This weekend, Chicago’s Club 220 hosted a stand-up comedy night called Balkan Comedy Night, featuring American-born comedians united by their Balkan heritage.

Members of this interesting and unusual troupe, which had previously performed with great success in San Jose, Austin, Phoenix, St. Louis, and Las Vegas, include Ryan Radusinović, Lulu Jovović, Vik Đonaj, Ariana Ramić, George Dulčić, Luka Lončar, and Stanko Zovak. If you were to count their ancestry, you would find one Serbian, two Montenegrins, two Croats, one Bosnian, and one Albanian.

Unlike the mountainous Balkans, where their nations still live in a state of war despite the absence of active conflict, these young people do not see their heritage as a problem or a difference, but rather emphasize what they all have in common – their humor, which heavily relies on their family roots.

“We were all born in America but grew up in Balkan families,” said Ryan Radusinović, of Montenegrin descent, the mastermind behind Balkan Comedy Night, a troupe currently on a US tour, with Chicago being their sixth stop.

“Our parents were born there, and that has left a significant mark on us in every way. That’s why our jokes are like that,” he told Serbian Times.

And it was the best-attended performance yet, as Club 220 was sold out days in advance and was packed with people eager to hear jokes told in the Balkan style.

“These are mostly my friends from Los Angeles, whom I met over the years working in the stand-up business, performing in various places. I realized that we had a lot in common, that our immigrant roots were the biggest inspiration for our performances, and I thought: Why not create a team and go on tour together?”

ON TOUR: The Balkan Comedy Show team toured all of America together

His idea proved to be a good one and received positive reactions wherever they performed.

“Everywhere we went, people laughed. There were no problems or incidents. It showed that there is still much more that unites us than divides us. The same traditions, culture, language, mentality, you can’t forget that so easily,” Radusinović emphasized.

In that sense, the performance in Chicago was no different from the previous ones. There were no free seats, and the audience greeted the comedians with smiles and applause.

Among them was Lulu Jovović, a Serbian from LA whose life story resembles a Hollywood film:

“My mother’s family had to flee Yugoslavia in the 1960s because of their political beliefs and sought asylum in the USSR. You can imagine what kind of politics they advocated if they were granted asylum in the Soviet Union!” she says with a smile and a dose of self-irony, continuing:

“And in the end, such a family ends up in the USA, which sounds absurd and funny in itself.
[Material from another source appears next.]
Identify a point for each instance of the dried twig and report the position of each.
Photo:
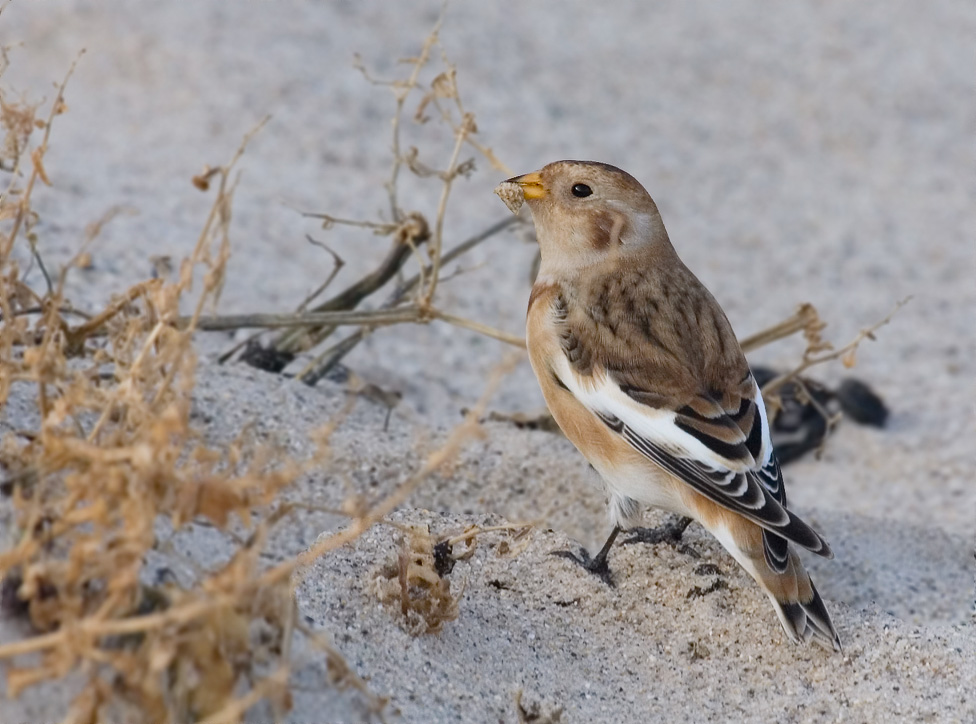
(845, 353)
I hope it’s clearer to you now why I ended up becoming a stand-up comedian.”

Luka Lončar is the only one in the group who was born in Chicago, coming from a family of Montenegrin immigrants.
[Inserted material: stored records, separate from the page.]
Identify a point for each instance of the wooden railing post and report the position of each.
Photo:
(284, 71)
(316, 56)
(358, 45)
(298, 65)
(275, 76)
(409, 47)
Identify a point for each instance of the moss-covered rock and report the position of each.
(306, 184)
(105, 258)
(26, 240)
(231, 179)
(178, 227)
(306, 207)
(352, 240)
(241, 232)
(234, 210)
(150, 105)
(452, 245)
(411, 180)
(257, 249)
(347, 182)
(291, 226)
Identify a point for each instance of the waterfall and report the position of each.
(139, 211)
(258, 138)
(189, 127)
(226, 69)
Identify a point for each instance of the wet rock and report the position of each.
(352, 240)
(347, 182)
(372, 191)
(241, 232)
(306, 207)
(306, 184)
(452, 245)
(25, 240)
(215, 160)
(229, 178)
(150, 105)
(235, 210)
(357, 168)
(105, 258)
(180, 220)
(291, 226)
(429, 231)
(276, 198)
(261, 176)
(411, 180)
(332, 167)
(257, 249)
“I’m happy I had the opportunity to perform in front of our people, who can best feel and understand these immigrant jokes of ours in their full sense. Americans find it a bit exotic, they laugh, but it’s not the same,” says Luka.

CONNECTING THROUGH HUMOR AND ROOTS:

His friend Vik Đonaj is Albanian, who says he didn’t feel uncomfortable at all surrounded by an audience where Serbs were in the majority.

“The people were great, not preoccupied with politics, I felt super comfortable. And I really like this whole show of ours because it shows how good and authentic Balkan humor is, and on the other hand, how much we have in common, we people who come from those areas. Serbian, Croatian, Bosnian humor is definitely closer to me than American or any other because we have the same mentality, we have the same tradition, although we don’t speak the same language,” Đonaj emphasized at the end of the interview for Serbian Times.